Rooibos and buchu herbal tea is a common South African beverage. Rooibos is derived from the dried needles of Aspalathus linearis, which is native to South Africa. Commonly referred to as red tea, it is used as a traditional remedy for infantile colic and dermatologic conditions.3 Rooibos tea consumption has reported antioxidant activity,with one study showing hepatoprotective effects in rats exposed to CCl4; however, hepatotoxicity has also been reported.4,5 Buchu tea is derived from Agathosma betulina or Agathosma crenulata and has diuretic and antimicrobial effects.6 Buchu tea hepatotoxicity has never been reported, but one of its traditional components, pennyroyal oil, is hepatotoxic.7,8 Consultation with a South African hepatologist revealed anecdotal cases of DILI attributed to rooibos and buchu herbal tea, but the exact mechanism has not been elucidated.
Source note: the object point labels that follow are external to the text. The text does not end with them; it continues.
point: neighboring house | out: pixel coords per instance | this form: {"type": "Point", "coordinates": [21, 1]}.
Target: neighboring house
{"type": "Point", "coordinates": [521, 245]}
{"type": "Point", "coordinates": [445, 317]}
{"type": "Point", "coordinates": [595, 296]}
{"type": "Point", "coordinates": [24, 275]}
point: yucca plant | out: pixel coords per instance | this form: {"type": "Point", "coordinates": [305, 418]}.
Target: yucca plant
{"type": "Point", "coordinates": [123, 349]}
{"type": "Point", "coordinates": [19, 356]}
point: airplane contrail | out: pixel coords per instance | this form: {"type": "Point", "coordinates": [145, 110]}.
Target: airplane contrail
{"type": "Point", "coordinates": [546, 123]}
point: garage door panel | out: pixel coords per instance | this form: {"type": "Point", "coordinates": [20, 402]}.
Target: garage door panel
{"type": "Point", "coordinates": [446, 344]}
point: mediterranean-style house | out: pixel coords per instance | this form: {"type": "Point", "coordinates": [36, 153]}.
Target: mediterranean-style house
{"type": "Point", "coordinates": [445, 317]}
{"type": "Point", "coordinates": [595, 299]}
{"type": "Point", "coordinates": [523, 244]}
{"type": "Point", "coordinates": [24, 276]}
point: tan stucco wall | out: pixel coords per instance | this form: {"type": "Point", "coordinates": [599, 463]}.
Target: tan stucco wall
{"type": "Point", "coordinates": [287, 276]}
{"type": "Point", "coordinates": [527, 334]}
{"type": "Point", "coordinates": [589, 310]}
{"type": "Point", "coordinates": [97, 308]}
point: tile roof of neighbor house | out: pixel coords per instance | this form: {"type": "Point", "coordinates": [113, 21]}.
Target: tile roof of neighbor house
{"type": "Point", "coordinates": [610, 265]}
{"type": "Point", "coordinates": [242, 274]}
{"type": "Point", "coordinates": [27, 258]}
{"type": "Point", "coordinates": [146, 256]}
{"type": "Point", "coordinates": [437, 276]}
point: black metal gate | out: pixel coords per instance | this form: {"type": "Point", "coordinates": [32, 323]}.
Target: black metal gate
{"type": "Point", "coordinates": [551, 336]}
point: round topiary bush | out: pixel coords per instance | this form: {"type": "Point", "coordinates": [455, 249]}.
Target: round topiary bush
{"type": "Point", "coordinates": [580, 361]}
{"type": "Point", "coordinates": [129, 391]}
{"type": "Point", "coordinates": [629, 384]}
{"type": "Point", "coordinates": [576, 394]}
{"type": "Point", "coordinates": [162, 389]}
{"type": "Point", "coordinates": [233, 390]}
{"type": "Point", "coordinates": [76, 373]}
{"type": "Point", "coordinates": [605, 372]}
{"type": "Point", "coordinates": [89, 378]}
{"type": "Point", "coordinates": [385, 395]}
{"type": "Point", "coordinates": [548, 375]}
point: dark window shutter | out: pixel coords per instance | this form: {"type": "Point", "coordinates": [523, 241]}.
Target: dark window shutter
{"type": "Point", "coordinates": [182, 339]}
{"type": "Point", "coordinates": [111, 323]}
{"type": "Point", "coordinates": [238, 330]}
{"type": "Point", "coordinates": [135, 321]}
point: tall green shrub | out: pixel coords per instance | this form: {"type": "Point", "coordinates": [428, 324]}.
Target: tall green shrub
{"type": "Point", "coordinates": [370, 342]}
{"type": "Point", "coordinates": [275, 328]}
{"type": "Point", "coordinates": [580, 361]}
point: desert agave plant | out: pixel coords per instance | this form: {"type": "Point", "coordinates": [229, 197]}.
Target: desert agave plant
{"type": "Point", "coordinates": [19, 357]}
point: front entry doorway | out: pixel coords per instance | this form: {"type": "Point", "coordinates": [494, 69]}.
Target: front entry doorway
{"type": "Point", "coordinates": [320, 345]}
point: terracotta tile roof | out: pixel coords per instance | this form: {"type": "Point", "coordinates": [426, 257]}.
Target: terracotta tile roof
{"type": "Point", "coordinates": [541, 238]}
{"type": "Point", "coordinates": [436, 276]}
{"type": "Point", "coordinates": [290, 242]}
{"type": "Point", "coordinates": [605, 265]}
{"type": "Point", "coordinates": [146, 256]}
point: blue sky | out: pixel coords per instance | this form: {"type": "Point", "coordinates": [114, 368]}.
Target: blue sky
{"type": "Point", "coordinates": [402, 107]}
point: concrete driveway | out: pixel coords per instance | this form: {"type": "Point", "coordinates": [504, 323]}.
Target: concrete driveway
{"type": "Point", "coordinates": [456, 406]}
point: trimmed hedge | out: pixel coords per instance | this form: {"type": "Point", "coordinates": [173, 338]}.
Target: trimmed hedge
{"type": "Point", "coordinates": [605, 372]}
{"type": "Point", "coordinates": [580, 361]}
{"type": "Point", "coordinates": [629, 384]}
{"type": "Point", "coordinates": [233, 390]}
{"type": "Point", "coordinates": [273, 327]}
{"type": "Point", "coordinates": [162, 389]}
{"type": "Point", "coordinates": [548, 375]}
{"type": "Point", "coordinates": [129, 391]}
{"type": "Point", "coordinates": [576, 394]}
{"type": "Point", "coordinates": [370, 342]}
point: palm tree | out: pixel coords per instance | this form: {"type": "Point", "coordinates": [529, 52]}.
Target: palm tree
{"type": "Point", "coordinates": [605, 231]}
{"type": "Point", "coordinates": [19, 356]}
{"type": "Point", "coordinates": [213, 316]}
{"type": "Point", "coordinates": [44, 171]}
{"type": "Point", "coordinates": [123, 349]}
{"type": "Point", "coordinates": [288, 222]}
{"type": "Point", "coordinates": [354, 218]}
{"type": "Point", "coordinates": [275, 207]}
The rarity of rooibos and buchu tea DILI may be due to small-batch production, which allows for variability in the exact components of each tea after processing.9 Other teas with reported hepatotoxicity include chaparral, kava, germander, and Camellia sinensis (green tea).10
Published reviews showed herbs to be a causative or contributing agent in 9–11% of DILI cases, but diagnosis is often difficult when patients do not report herbal consumption.11–13 This may be due to lack of clinician understanding of the adverse effects or medical interactions of herbs. In our case, tea consumption was elicited only after admission to the hospital, which delayed diagnosis. Our report highlights the importance of education and review of herbal drugs and supplements in cases of hepatotoxicity.
Author contributions: M. Engels, C. Wang, and E. Maidan wrote the manuscript; A. Matoso created the slides. C. Wang is the author guarantor. C. Wang and M. Engels share first authorship of this article.
Financial disclosure: There is no financial support, financial conflicts, or conflicts of interest to disclose.